Mas nem todo cardume consegue completar a viagem, afinal, a chance de uma tainha ser capturada por uma rede de pesca é considerável. Na Barra da Lagoa, Silvano Santos e os outros quatro tripulantes de seu barco estão a postos apenas aguardando um sinal para montar o cerco aos peixes.
Rotina de pescador
Eles ficam esperando o aviso do vigia, pescador experiente que fica posicionado em um lugar alto, no costão, e consegue enxergar os cardumes de longe. “Assim que é avistado o cardume da tainha, todos assumem a posição”, descreve Silvano.
“Um na boia e outro no chumbo. Também fica um na proa da embarcação, para orientar o comandante à direção do cardume. Ao sinal do comandante, a rede é largada. Fazendo o cerco, todos recolhem a rede com a orientação do comandante”.
Essa rotina se repete inúmeras vezes ao longo dos 92 dias da safra da tainha, período em que é permitida a pesca artesanal da espécie. “É uma safra rápida, então não pode perder tempo”, observa Silvano. Toda a comunidade se envolve: quem não vai para o mar, ajuda a consertar as redes ou mesmo a puxar os cardumes para fora d’água, o que já garante uma ou duas tainhas de brinde.
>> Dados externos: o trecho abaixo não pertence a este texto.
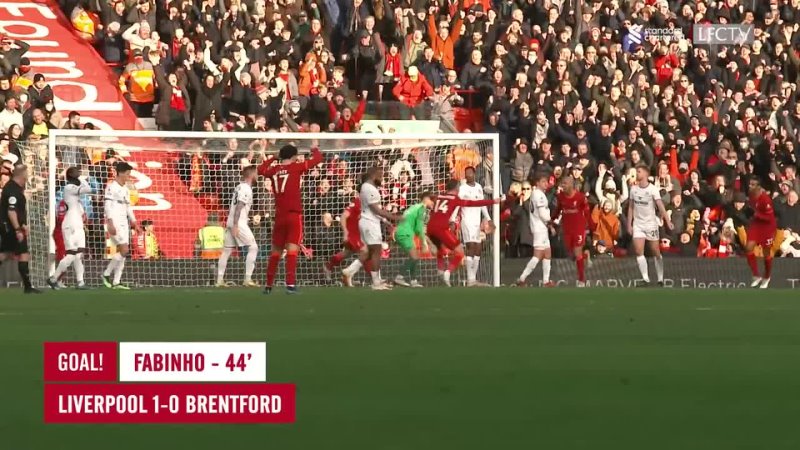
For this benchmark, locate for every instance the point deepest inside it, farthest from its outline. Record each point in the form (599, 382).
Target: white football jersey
(72, 198)
(472, 214)
(644, 205)
(118, 203)
(242, 194)
(540, 210)
(370, 195)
Mais do que o fator cultural, Silvano explica o que faz da tainha um peixe tão diferenciado em relação aos outros. “Para as comunidades pesqueiras aqui de Santa Catarina, é a melhor safra. É diferente da corvina, da anchova e outros peixes. A tainha é uma safra que tem valor, pela exportação de ovas”.
Ovas de ouro
No Mercado Público de Florianópolis, durante a safra da tainha, um peixe com ovas custa em torno de R$ 20 por quilo, enquanto o preço de um exemplar sem ovas cai para R$ 15. Essa pequena diferença não condiz com o valor que o produto pode ganhar após ser processado para exportação.
A mesma ova fresca que você leva para casa por R$ 5 a mais na peixaria custa a partir de R$ 42 na loja online da Bottarga Gold, empresa de Itajaí que converte o produto para a sua versão curada, mais conhecida como bottarga.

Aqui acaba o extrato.